There are two kinds of time travel - either the past can be changed or it's permanently set.

If the past is inviolate then everything has to tie itself back together at the end and it turns out that by trying to avoid their future people have in fact merely caused it to occur. These tend to be cleverly written and leave you shouting "No! Don't do that! You'll just end up stopping yourself killing Hitler!" at the screen. My favourite version of this is the Heinlein short story "All you zombies" in which a character ends up being both their own mother and their own father through a delightfully complicated series of events.

If the past is changeable then either you end up with paradox ("my name is Inigo Montoya! I killed my father before I was born! Now everyone in the audience has a headache!") or parallel timelines ("So, Kirk1 came back from future1 and told Kirk2 not to do it, which means that our future (Future2) is now safe for all mankind. Shame about Kirk1's future.").

It seems obvious to me that the original Terminator is a "past is inviolate" story, in which everything ties together at the end. The second film is a parallel timeline story, in which terminators come back from Future1 but are successfully destroyed, causing Future2 to come into existence. T3 is a mixture, in which the existence of parallel timelines is a given (Arnie says as much) but the future is only postponable or twistable, not entirely escapable.

The real question, of course, is "What was that computer virus that was infecting everything?"

SPOILERS

Date: 2003-10-17 12:46 pm (UTC)
From: [identity profile] kurosau.livejournal.com
Hmm...

My first response was to say 'duh' before this, but that's not all that nice.

I think that the virus was Skynet. I believe that Claire Danes character at some point says as much, talking about how Skynet engineered the situation in order to bring about the events that would free it to rampage across the global network.

As bad as parts of that film were, I still enjoy it for a variety of reasons.

1) It had bits of the feel from old sci-fi stories. Especially when Skynet starts killing everyone at the complex, and when Arnie has his moment of emotion.

Note: IMO, this film features the worst acting ever done by Arnie, period, ever. I discount Hercules Comes To New York, because he didn't actually act in that film, again IMO.

2) It had a dark ending, something that I think was good for this film.

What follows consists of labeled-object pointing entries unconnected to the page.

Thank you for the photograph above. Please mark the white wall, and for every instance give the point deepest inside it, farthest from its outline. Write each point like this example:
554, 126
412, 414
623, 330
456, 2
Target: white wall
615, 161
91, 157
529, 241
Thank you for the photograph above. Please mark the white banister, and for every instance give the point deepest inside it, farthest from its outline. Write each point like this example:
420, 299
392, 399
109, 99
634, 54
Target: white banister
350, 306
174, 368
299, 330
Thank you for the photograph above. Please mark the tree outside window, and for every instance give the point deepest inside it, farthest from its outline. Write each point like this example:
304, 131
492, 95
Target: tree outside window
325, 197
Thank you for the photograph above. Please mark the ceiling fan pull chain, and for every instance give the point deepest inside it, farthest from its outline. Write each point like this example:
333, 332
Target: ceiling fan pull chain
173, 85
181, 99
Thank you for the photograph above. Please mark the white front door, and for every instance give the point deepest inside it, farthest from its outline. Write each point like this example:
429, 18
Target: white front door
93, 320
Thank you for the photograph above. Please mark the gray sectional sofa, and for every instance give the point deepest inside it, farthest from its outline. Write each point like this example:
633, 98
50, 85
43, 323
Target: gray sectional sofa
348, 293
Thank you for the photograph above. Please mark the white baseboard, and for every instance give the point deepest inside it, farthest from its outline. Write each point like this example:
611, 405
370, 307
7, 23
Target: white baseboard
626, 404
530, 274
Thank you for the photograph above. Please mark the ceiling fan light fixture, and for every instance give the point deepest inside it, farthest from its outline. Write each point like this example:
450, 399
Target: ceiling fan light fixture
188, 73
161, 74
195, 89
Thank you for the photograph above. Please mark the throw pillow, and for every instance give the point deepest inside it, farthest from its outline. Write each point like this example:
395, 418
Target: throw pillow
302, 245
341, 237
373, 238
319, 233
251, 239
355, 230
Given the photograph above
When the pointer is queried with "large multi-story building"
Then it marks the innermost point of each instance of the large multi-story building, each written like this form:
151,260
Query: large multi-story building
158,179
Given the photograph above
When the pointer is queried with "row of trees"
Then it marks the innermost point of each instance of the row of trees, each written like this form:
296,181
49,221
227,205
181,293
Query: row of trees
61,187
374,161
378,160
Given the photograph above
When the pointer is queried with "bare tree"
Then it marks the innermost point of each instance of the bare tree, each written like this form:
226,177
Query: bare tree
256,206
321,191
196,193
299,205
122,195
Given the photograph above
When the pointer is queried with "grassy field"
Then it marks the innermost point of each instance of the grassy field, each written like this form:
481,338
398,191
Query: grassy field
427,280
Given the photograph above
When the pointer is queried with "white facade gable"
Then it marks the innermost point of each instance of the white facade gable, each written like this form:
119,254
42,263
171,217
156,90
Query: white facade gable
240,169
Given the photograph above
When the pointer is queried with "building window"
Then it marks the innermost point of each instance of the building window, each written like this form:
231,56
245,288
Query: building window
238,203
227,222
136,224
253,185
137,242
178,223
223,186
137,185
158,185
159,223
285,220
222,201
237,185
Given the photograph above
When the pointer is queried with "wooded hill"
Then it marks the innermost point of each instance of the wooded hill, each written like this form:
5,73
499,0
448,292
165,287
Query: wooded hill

3) The whole time travel thing presented some interesting questions and explainations. For one thing, their postponement of the events of Judgement Day created some interesting side effects. Events described by Reese in the first film never came to pass, as for one thing, Skynet was online and fully operational in this timeline, and rather than taking everything over, required the intervention of human beings to fully enact its plan. Something else I just remembered was that Skynet was originally a complex, and actual computer, and in this version of the T universe, it ends up being a distributed network that has no single 'location'. Way to go BitTorrent! Little changes like that were a good thing, I think.

Date: 2003-10-17 04:05 pm (UTC)
From: [identity profile] laserboy.livejournal.com
Yep, the film pretty much says the virus is Skynet. I liked that.

Date: 2003-10-17 05:38 pm (UTC)
From: [identity profile] broin.livejournal.com
Uh, Skynet?

I'm missing a point, right? :)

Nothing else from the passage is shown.